This project was started at the Spring Digital Health Oxford Hack Weekend in May 2016. The overall aim was to bring together publicly available datasources on the safety and content of nutritional supplements, both in order to highlight supplements that contained substances listed on the WADA banned list, and also to help awareness of unexpected, or potentially harmful substances within those supplements for ordinary consumers (non-competitive athletes).

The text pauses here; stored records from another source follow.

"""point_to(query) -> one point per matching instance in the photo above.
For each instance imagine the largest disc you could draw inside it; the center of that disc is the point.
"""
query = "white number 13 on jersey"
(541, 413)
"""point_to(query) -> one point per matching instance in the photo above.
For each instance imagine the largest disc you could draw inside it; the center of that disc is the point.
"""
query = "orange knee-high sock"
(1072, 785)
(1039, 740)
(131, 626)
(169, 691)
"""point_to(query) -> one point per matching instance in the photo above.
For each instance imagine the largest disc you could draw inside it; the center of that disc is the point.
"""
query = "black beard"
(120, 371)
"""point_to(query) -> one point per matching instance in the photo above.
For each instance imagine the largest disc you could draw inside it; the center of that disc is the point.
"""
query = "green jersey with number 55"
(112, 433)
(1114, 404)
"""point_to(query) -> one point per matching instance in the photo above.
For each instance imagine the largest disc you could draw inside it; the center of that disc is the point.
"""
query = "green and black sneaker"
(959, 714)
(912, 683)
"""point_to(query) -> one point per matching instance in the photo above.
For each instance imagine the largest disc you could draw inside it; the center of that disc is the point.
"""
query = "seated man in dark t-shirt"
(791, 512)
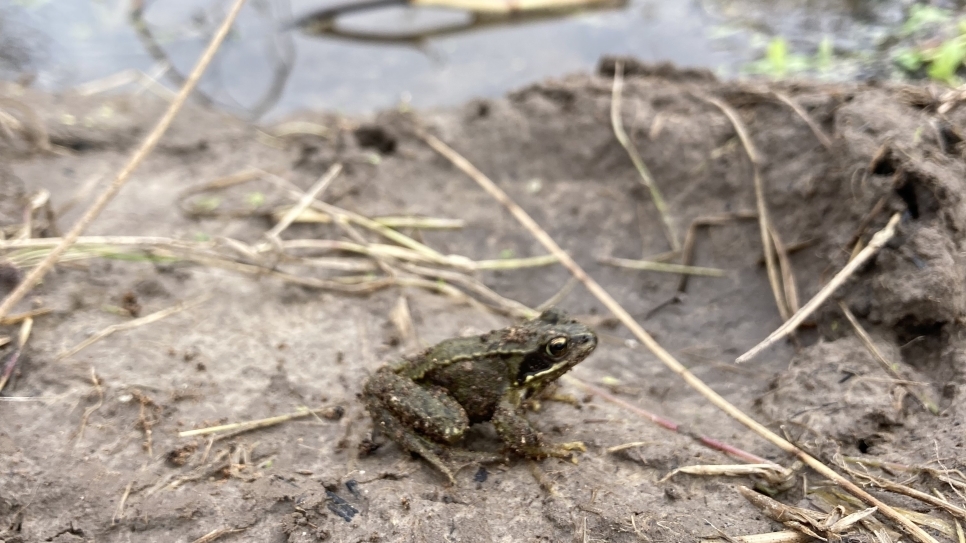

The code included here looks at the data available on the High Risk list on the US Anti-Doping Agency website - http://www.supplement411.org/hrl/. Supplement411 is published by USADA with list of risks for a number of nutritional supplement, and is governed by terms & conditions, including 'users may not reprint or distribute'. This code and database has been designed for extracting the data for purposes of analysis and use in a proof-of-concept prototype as part of the whatsupp hack project.
Steps needed to setup:
- Create virtualenv and add required python modules
$ pip install -r requirements.txt
- Create database and tables using sql provided in SQL directory
$ mysql
mysql> create database whatsupp;
mysql> create user 'whatsupp_user'@'localhost' identified by 'password';
mysql> grant all privileges on tbtracker.* to 'whatsupp_user'@'localhost';
mysql> flush privileges;
$ mysql whatsupp -u whatsupp_user -p < SQL/whatsupp_database_structure.sql
- Create config file and update credentials for new mysql user
$ cp config_example.yaml config.yaml
- Run scripts to get data and import to new database
$ ./scrape_supp411.py
An initial Jupyter notebook for analysis contains some initial data queries on the mysql data.
$ jupyter notebook &